Awesome-Agent-Skills-for-Empirical-Research causal-inference

install

source · Clone the upstream repo

git clone https://github.com/brycewang-stanford/Awesome-Agent-Skills-for-Empirical-Research

Claude Code · Install into ~/.claude/skills/

T=$(mktemp -d) && git clone --depth=1 https://github.com/brycewang-stanford/Awesome-Agent-Skills-for-Empirical-Research "$T" && mkdir -p ~/.claude/skills && cp -r "$T/skills/23-Learning-Bayesian-Statistics-baygent-skills/causal-inference" ~/.claude/skills/brycewang-stanford-awesome-agent-skills-for-empirical-research-causal-inference-be790c && rm -rf "$T"
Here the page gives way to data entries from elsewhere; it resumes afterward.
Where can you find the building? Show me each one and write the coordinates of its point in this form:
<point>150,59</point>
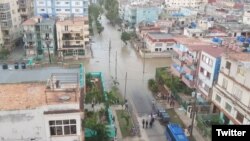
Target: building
<point>231,92</point>
<point>51,111</point>
<point>72,37</point>
<point>26,9</point>
<point>209,67</point>
<point>39,36</point>
<point>10,23</point>
<point>185,3</point>
<point>159,42</point>
<point>137,13</point>
<point>61,8</point>
<point>186,56</point>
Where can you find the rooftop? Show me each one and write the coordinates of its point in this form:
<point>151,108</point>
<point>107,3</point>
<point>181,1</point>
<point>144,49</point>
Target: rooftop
<point>78,21</point>
<point>159,35</point>
<point>32,95</point>
<point>239,56</point>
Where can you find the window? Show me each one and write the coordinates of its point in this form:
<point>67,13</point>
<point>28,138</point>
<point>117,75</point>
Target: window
<point>218,98</point>
<point>208,75</point>
<point>228,65</point>
<point>240,71</point>
<point>239,117</point>
<point>201,69</point>
<point>77,10</point>
<point>228,107</point>
<point>62,127</point>
<point>77,3</point>
<point>237,93</point>
<point>224,83</point>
manifest: skills/23-Learning-Bayesian-Statistics-baygent-skills/causal-inference/SKILL.md

source content

Causal Inference

Dependencies

This skill requires the bayesian-workflow skill for all PyMC modeling steps (priors, sampling, diagnostics, calibration, reporting).

Detect it:

ls ~/.claude/skills/bayesian-workflow/SKILL.md 2>/dev/null || ls .claude/skills/bayesian-workflow/SKILL.md 2>/dev/null

If not found, install it:

git clone https://github.com/Learning-Bayesian-Statistics/baygent-skills.git /tmp/baygent-skills
cp -r /tmp/baygent-skills/bayesian-workflow ~/.claude/skills/

For all PyMC modeling steps (priors, sampling, diagnostics, calibration, reporting), follow the bayesian-workflow skill.

Workflow overview

Every causal analysis follows this sequence. Steps 1-4 are the thinking phase (no code). Steps 5-8 are the doing phase. Think before you do.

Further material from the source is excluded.